Bob Knotts, a local author who conceived the book and is a founder of the Dania Beach-based Humanity Project, developed the project and is helping produce it.
He says, “Bullying really hurts everybody in school, and it takes everybody to stop it.”
Two high-profile events led to the Humanity Project. In October, a seventh-grader skipped school out of fear of another student who had tried to steal his dad’s bike; that student and his pals assaulted the boy and set him on fire. (He survived.)
Then, in March, and eighth-grade girl was violently attacked at a campus bus stop by a high school student who thought she had insulted his dead brother in a text message. The high-school student has been charged with attempted murder.
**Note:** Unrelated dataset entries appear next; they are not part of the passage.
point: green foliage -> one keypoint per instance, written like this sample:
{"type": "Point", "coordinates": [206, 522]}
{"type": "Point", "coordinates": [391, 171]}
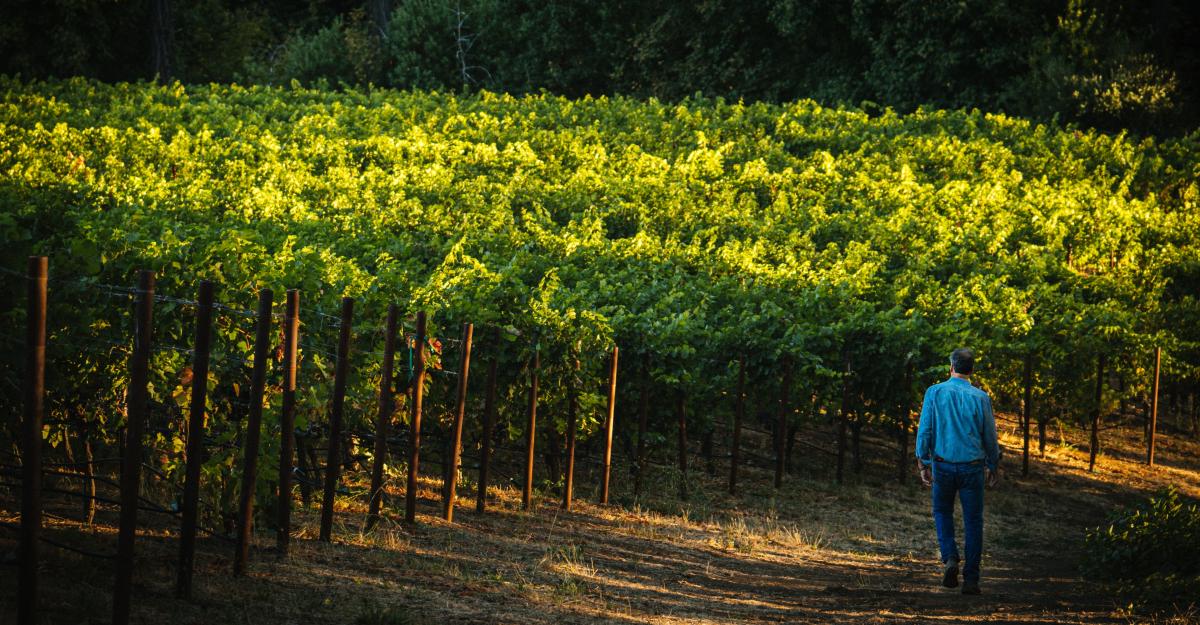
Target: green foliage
{"type": "Point", "coordinates": [689, 234]}
{"type": "Point", "coordinates": [1150, 553]}
{"type": "Point", "coordinates": [1109, 64]}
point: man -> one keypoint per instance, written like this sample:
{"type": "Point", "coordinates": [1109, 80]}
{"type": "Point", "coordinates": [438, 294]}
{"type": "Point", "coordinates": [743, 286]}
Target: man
{"type": "Point", "coordinates": [958, 451]}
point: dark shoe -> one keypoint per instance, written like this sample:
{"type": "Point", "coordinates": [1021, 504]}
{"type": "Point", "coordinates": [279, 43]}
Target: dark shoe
{"type": "Point", "coordinates": [951, 575]}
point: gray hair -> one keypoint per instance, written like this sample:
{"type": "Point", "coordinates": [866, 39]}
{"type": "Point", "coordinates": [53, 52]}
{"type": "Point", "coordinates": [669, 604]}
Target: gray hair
{"type": "Point", "coordinates": [963, 360]}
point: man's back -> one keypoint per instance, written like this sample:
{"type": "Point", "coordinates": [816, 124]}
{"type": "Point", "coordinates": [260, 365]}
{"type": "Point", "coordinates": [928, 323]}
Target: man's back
{"type": "Point", "coordinates": [957, 425]}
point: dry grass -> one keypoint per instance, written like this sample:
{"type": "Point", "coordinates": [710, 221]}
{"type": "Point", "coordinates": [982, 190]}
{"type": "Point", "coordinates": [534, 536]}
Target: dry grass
{"type": "Point", "coordinates": [814, 552]}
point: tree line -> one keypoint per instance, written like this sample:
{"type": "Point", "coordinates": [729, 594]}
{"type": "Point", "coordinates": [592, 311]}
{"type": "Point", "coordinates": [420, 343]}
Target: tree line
{"type": "Point", "coordinates": [1108, 64]}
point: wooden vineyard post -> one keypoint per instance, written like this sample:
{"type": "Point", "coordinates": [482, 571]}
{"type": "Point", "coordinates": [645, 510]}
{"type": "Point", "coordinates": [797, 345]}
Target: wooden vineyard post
{"type": "Point", "coordinates": [288, 419]}
{"type": "Point", "coordinates": [841, 422]}
{"type": "Point", "coordinates": [781, 424]}
{"type": "Point", "coordinates": [1027, 413]}
{"type": "Point", "coordinates": [485, 451]}
{"type": "Point", "coordinates": [643, 401]}
{"type": "Point", "coordinates": [414, 427]}
{"type": "Point", "coordinates": [31, 439]}
{"type": "Point", "coordinates": [609, 425]}
{"type": "Point", "coordinates": [531, 431]}
{"type": "Point", "coordinates": [1096, 414]}
{"type": "Point", "coordinates": [738, 413]}
{"type": "Point", "coordinates": [383, 418]}
{"type": "Point", "coordinates": [333, 458]}
{"type": "Point", "coordinates": [682, 415]}
{"type": "Point", "coordinates": [253, 431]}
{"type": "Point", "coordinates": [1153, 408]}
{"type": "Point", "coordinates": [905, 424]}
{"type": "Point", "coordinates": [573, 408]}
{"type": "Point", "coordinates": [195, 440]}
{"type": "Point", "coordinates": [131, 454]}
{"type": "Point", "coordinates": [468, 331]}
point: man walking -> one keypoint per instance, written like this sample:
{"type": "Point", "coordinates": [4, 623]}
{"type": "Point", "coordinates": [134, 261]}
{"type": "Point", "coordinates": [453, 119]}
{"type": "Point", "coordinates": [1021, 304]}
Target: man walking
{"type": "Point", "coordinates": [958, 451]}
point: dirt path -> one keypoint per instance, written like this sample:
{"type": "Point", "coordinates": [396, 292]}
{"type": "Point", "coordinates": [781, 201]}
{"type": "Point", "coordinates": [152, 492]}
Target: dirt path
{"type": "Point", "coordinates": [814, 552]}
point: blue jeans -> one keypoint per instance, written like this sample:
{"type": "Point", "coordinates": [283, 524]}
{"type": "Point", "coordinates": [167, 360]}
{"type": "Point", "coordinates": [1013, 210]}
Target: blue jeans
{"type": "Point", "coordinates": [966, 481]}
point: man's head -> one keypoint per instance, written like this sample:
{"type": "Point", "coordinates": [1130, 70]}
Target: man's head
{"type": "Point", "coordinates": [963, 361]}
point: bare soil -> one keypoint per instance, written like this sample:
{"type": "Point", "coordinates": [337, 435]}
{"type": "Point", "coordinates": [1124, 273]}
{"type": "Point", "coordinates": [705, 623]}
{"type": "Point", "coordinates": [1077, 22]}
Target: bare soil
{"type": "Point", "coordinates": [811, 552]}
The March incident prompted the district to promote more vigorously its “Silence Hurts” program, an anonymous way to report bullying and threats of violence.
Knotts has two goals with the Humanity Project workshop — he wants to provide an academic exercise for children “at risk” of low achievement or failure, and also to engage them in bullying prevention.
He did not compel students to talk in front of the class, but knows “some elements of all their experiences will end up in their finished stories.”
The character “Michael,” is a dyslexic boy, whose dad is black and whose mom is Asian) says he bullies because it’s all he knows how to do. “Lucina” is a white girl from a wealthy family whose parents recently divorced.
Once the characters were developed, students went into groups to work on their stories. Each group was free to create a victim and to figure out a realistic way for the bully to change before the story’s end.
One student says “I can relate to Michael a little bit. But only a little bit. I don’t think he wants to be a bully. I actually think it’s because of what he’s going through.”
Allowing students to create the victims is a way to grant them insight into how it feels to be bullied.
Michael is imagined terrorizing a small freckled squeaky-voiced boy. He demands the boy’s lunch money. Says a student, “It happens more to people that look weak.”
Her group is planning to stop Michael’s bullying by introducing a female peer to teach him the right way to behave. But other groups may choose to have the victim fight back.
A twelve-year-old girl says “I used to be bullied a lot…because I carried a book with me wherever I go. I love to read.”
She says this is “a really good class. It’s not just teaching me about bullies. It’s helping me be a writer, and that’s what I want to do.”